9 Separability
When Big Computations Decompose Into Small Ones
Take a 70-billion-parameter model. Fine-tune it on your task.
The update to the weights could require 70 billion numbers. But what if it only needs a few million?
Joseph Fourier’s insight that complex signals decompose into simple sinusoids was the first great triumph of separability. Any function can be written as a sum of independent basis functions—separation of variables.
A century later, the Singular Value Decomposition (SVD) generalized this: any matrix can be decomposed into rank-1 components. When most singular values are small, the matrix is “effectively low-rank”—the structure that LoRA exploits.
From Fourier to LoRA: the principle that complex structures often hide simple, separable cores.
9.1 The Bet on Structure
Chapter 4 showed how associativity lets us chunk, stream, and parallelize. This chapter explores a different property: separability.
Some computations that look irreducibly large can be factored into smaller pieces. Not approximately—exactly, or close enough that it doesn’t matter.
The key insight: many real-world matrices are low-rank. They look like they need O(mn) parameters, but their essential structure lives in far fewer dimensions.
9.2 The Mathematics of Rank
A matrix \(A \in \mathbb{R}^{m \times n}\) has rank \(r\) if it can be written as:
\[A = UV^T\]
where \(U \in \mathbb{R}^{m \times r}\) and \(V \in \mathbb{R}^{n \times r}\).
The original matrix has \(mn\) entries. The factored form has \(r(m + n)\) parameters.
When is this a win?
\[r(m + n) < mn\] \[r < \frac{mn}{m + n}\]

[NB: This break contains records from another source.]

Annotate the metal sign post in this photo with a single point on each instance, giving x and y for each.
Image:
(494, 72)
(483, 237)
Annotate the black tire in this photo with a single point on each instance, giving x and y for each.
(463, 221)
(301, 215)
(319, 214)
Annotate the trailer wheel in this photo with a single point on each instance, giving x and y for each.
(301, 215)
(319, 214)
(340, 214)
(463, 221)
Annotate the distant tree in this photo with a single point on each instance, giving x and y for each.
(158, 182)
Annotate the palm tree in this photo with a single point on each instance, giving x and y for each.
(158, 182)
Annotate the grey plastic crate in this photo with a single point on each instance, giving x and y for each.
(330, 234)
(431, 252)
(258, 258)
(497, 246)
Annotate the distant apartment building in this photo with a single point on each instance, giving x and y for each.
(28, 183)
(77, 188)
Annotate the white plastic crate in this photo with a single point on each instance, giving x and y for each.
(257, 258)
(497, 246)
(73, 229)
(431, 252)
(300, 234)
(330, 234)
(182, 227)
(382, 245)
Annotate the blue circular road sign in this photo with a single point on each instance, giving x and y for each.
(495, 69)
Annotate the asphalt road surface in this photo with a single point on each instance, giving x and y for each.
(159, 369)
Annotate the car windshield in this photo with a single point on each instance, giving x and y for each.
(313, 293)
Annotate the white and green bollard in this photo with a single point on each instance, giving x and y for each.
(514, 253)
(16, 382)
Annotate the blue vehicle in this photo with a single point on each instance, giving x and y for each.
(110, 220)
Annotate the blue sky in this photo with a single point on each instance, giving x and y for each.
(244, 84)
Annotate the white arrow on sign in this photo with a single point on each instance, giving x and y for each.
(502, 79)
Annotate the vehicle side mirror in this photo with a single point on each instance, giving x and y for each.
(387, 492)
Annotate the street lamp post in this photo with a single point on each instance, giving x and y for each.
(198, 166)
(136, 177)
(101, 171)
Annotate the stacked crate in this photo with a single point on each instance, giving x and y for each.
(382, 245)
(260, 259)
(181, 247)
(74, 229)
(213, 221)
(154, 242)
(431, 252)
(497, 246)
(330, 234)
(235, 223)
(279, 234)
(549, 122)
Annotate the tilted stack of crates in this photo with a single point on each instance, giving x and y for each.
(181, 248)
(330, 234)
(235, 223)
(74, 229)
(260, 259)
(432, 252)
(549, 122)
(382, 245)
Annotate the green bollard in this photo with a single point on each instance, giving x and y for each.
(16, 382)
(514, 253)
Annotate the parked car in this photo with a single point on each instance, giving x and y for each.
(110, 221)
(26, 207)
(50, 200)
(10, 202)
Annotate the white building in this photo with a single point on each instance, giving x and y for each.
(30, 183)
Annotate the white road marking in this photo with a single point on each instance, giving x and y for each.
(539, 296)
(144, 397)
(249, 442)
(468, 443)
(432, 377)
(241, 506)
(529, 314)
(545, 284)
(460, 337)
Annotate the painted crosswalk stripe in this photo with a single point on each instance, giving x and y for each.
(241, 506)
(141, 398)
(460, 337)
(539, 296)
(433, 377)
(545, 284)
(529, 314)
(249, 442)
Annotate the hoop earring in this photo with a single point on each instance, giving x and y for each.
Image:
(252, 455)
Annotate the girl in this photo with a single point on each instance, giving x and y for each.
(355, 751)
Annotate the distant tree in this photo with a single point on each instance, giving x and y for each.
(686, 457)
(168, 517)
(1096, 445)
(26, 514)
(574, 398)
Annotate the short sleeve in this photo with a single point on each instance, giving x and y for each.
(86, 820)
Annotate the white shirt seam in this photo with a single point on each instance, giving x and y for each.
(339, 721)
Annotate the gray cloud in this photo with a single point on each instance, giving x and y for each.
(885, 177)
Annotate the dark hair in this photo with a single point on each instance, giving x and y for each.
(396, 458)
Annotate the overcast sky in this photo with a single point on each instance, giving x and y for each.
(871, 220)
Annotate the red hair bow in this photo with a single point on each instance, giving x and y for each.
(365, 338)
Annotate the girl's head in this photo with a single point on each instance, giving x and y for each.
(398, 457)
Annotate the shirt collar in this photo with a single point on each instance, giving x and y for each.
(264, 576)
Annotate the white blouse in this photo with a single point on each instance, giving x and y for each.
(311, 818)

For a square matrix (\(m = n\)), this is \(r < n/2\).
For highly rectangular matrices, the savings can be enormous:
| Matrix Shape | Full Parameters | Rank-16 Parameters | Compression |
|---|---|---|---|
| 4096 × 4096 | 16.8M | 131K | 128× |
| 4096 × 1024 | 4.2M | 82K | 51× |
| 1024 × 1024 | 1.0M | 33K | 32× |
The question becomes: can we find low-rank structure in places that matter?
9.3 Investigation: Depthwise Separable Convolutions
Standard 2D convolution is expensive. For input with \(C_{in}\) channels, output with \(C_{out}\) channels, and kernel size \(K \times K\):
\[\text{Parameters} = K^2 \cdot C_{in} \cdot C_{out}\] \[\text{FLOPs} = K^2 \cdot C_{in} \cdot C_{out} \cdot H \cdot W\]
For a 3×3 conv from 256 to 256 channels on a 56×56 feature map: - Parameters: 590K - FLOPs: 1.8B
MobileNet’s insight: factor the convolution.
9.3.1 The Separable Structure
Standard convolution does two things at once: 1. Spatial filtering (across height × width) 2. Channel mixing (across channels)
What if we separated them?
Depthwise convolution: Apply a separate K×K filter to each input channel.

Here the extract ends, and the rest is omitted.